“Windsong: Grand Opera,” “Full-ness of Time” and “Shadow Play”

“Windsong: Grand Opera,” “Full-ness of Time” and “Shadow Play”

“Windsong:  Grand Opera,” “Full-ness of Time” and “Shadow Play”

Windsong: Grand Opera

The first strains of the overture

Intrudes on the calm of normalcy.

Several measures of gentle breeze

Slowly crescendo into true wind.

The key and rhythm suddenly change,

Then revert to the original.

In each cycle, the gusts of sound are

Increasingly staccato.

The mood darkens and the pace quickens,

Angry winds whip and saw–

Spring storms spawning tornadoes,

Winter’s Nor’easters and blizzards,

Tropical cyclones of summer and early fall.

The music in these angry winds sounds like

Cries of anguish, brokenness, unleashed fury.

The overture climaxes as a howl

Or dissonant intermingling of howls.

Act I opens with the tenor’s lament,

Raising an alarm that is already too late.

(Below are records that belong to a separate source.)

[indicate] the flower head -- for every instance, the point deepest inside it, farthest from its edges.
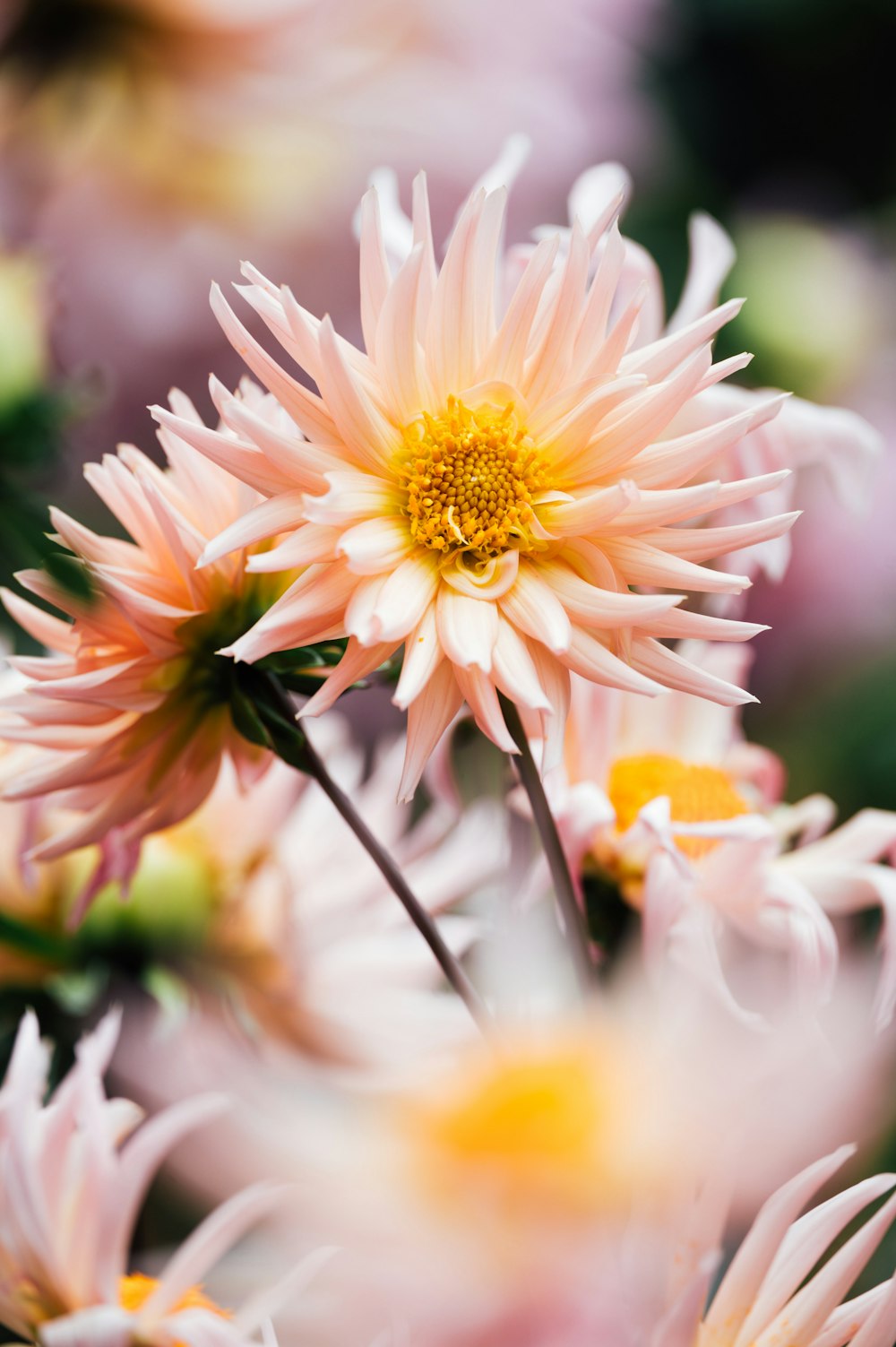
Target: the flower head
(73, 1183)
(489, 481)
(673, 808)
(130, 712)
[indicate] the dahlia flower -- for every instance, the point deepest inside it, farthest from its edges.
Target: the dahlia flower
(142, 151)
(130, 712)
(487, 484)
(802, 436)
(73, 1180)
(668, 806)
(291, 920)
(546, 1192)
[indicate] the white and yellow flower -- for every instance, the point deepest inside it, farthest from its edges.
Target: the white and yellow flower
(489, 482)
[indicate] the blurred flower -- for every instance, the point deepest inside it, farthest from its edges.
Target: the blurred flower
(542, 1188)
(73, 1183)
(131, 712)
(484, 488)
(23, 329)
(668, 806)
(768, 1291)
(286, 913)
(818, 300)
(144, 142)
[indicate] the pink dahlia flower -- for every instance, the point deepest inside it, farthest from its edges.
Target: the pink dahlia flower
(802, 436)
(73, 1179)
(299, 927)
(128, 712)
(546, 1192)
(668, 805)
(487, 484)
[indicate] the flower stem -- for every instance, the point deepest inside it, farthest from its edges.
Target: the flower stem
(570, 911)
(291, 744)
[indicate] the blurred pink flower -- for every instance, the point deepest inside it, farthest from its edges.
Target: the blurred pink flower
(546, 1191)
(128, 712)
(802, 436)
(302, 926)
(483, 488)
(144, 154)
(72, 1186)
(670, 805)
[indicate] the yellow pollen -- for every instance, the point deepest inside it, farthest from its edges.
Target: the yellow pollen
(697, 794)
(470, 479)
(538, 1130)
(135, 1291)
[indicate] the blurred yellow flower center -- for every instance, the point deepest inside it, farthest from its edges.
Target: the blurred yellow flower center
(539, 1130)
(470, 479)
(697, 794)
(136, 1290)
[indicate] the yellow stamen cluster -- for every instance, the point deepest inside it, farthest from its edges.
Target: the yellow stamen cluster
(697, 794)
(135, 1291)
(470, 477)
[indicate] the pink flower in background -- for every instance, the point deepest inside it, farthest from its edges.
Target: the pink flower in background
(72, 1183)
(128, 712)
(573, 1186)
(484, 487)
(298, 924)
(668, 803)
(146, 154)
(802, 436)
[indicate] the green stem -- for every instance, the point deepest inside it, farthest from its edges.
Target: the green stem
(570, 911)
(38, 945)
(291, 744)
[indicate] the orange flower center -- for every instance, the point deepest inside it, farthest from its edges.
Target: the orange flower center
(135, 1291)
(470, 477)
(697, 794)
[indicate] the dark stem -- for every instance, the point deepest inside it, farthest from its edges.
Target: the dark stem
(298, 752)
(572, 915)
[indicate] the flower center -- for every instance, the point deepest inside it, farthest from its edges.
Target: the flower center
(470, 477)
(136, 1290)
(697, 794)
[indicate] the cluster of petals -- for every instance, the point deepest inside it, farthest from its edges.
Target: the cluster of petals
(488, 482)
(74, 1173)
(703, 875)
(125, 722)
(331, 967)
(575, 1186)
(770, 1295)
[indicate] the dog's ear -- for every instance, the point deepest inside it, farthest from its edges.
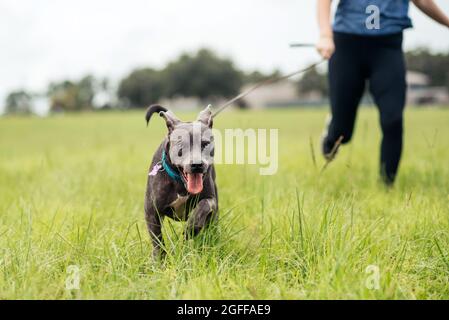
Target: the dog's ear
(153, 109)
(205, 117)
(170, 119)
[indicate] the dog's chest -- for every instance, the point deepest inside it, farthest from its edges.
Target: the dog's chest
(179, 206)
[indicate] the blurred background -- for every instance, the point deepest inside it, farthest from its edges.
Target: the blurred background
(68, 56)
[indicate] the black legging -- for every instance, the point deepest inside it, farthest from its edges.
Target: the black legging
(380, 60)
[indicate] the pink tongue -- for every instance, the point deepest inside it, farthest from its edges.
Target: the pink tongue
(194, 183)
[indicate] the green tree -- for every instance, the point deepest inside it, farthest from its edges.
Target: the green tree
(203, 75)
(436, 66)
(19, 102)
(72, 96)
(142, 87)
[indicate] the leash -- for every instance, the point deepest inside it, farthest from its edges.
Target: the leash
(263, 83)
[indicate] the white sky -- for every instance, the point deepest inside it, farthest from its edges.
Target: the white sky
(45, 40)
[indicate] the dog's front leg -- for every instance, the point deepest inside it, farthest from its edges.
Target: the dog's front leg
(205, 210)
(154, 225)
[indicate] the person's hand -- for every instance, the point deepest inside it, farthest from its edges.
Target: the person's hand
(326, 47)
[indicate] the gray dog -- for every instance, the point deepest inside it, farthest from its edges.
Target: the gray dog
(181, 180)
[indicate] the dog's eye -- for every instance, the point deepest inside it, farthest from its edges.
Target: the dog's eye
(204, 144)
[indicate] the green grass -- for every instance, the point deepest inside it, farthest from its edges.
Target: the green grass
(72, 192)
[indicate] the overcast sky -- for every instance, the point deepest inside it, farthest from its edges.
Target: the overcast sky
(47, 40)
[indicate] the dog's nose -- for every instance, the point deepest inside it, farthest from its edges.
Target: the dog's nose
(197, 167)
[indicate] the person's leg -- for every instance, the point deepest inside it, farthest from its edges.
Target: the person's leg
(388, 87)
(346, 86)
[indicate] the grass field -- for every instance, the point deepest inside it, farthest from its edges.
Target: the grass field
(72, 194)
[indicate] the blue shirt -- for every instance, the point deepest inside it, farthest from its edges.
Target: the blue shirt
(359, 17)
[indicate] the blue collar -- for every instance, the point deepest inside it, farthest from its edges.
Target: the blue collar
(170, 171)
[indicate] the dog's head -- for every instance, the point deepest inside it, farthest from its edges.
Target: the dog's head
(190, 146)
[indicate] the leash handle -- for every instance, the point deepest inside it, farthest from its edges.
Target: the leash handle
(302, 45)
(263, 83)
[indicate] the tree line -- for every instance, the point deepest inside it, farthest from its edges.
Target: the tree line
(202, 74)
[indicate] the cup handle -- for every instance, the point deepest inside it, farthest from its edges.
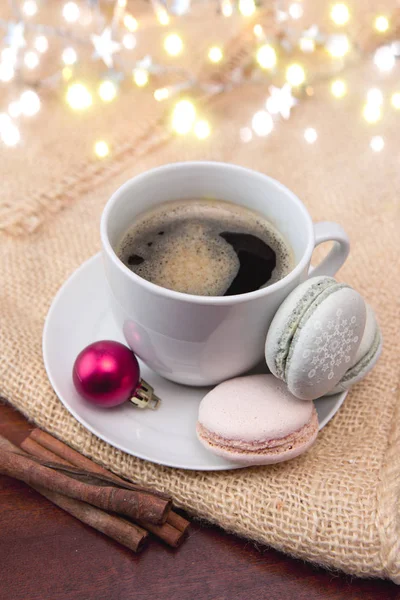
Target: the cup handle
(326, 231)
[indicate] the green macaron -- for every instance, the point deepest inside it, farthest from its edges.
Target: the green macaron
(315, 336)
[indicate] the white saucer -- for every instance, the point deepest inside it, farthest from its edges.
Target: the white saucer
(80, 315)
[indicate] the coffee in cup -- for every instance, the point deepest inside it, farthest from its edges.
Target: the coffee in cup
(206, 247)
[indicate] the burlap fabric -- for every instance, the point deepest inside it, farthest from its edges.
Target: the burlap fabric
(338, 505)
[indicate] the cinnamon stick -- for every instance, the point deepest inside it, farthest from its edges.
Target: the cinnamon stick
(94, 489)
(173, 532)
(120, 530)
(73, 457)
(126, 533)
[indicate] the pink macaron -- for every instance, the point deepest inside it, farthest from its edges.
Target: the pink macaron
(255, 420)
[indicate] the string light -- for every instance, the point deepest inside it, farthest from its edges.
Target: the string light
(266, 57)
(258, 30)
(173, 44)
(310, 135)
(129, 41)
(384, 58)
(296, 10)
(130, 23)
(215, 54)
(29, 103)
(101, 149)
(67, 73)
(377, 144)
(31, 59)
(395, 100)
(338, 88)
(340, 14)
(5, 121)
(9, 56)
(162, 16)
(29, 8)
(247, 7)
(202, 129)
(41, 43)
(183, 117)
(295, 75)
(227, 8)
(71, 12)
(262, 123)
(6, 72)
(161, 94)
(307, 45)
(372, 113)
(79, 97)
(140, 77)
(338, 46)
(375, 96)
(246, 135)
(381, 24)
(69, 56)
(281, 101)
(107, 91)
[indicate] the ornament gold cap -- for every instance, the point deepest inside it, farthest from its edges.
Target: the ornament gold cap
(145, 397)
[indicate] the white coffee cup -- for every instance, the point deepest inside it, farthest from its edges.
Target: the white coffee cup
(203, 340)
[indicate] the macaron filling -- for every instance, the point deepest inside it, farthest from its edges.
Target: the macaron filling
(305, 316)
(273, 446)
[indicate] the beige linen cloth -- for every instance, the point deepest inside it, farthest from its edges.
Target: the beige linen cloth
(337, 505)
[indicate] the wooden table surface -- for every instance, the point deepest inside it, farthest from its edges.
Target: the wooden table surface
(45, 554)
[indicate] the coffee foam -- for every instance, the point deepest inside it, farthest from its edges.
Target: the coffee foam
(182, 249)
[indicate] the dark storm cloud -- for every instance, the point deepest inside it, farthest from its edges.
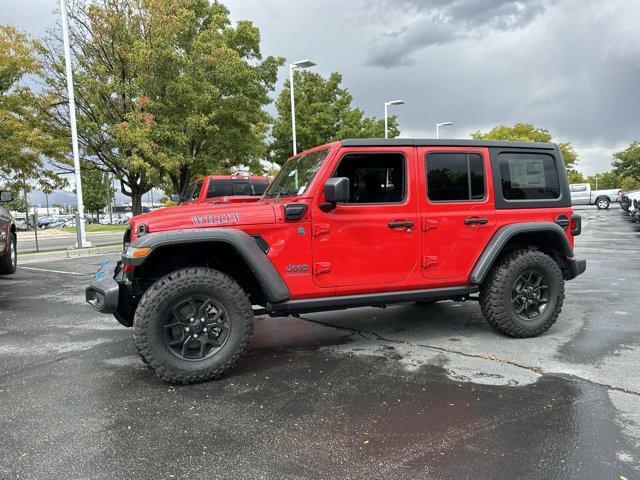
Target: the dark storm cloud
(432, 22)
(571, 66)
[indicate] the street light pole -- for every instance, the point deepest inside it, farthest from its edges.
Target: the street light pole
(292, 68)
(386, 114)
(443, 124)
(82, 238)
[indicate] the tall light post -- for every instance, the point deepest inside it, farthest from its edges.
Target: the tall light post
(386, 114)
(81, 234)
(443, 124)
(292, 67)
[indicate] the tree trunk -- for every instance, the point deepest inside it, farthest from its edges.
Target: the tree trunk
(136, 201)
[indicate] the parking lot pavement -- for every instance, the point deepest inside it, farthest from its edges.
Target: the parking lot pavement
(405, 392)
(51, 240)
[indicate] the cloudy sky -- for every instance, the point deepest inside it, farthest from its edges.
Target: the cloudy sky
(571, 66)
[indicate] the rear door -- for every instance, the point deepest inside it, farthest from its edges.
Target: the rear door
(456, 210)
(373, 239)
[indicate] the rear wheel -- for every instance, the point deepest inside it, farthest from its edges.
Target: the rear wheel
(603, 203)
(9, 261)
(523, 295)
(193, 325)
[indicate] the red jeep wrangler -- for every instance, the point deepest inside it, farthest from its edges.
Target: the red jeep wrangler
(350, 224)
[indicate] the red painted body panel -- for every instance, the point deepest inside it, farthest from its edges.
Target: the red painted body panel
(351, 249)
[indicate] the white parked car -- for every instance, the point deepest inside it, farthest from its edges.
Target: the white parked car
(581, 194)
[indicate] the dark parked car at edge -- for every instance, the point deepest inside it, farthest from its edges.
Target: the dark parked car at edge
(8, 240)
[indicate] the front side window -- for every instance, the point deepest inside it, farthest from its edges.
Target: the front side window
(374, 177)
(529, 176)
(220, 188)
(242, 188)
(455, 177)
(296, 175)
(259, 186)
(194, 191)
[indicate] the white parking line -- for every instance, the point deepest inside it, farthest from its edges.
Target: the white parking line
(54, 271)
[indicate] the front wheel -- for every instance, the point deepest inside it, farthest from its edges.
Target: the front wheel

Chastising the foolishness of

Windows not boarded,

Supplies not stored,

Harbors not secured,

Plans not made,

Escape no longer possible.

The alto emerges with a solemn, dirge-like chant

That drones on as foundation

Upon which the tenor can build

His cold and biting recitatives.

The alto’s chant grows in presence and power

At the very bottom of her range, much lower than the tenor

Whose howls soar to ever greater heights.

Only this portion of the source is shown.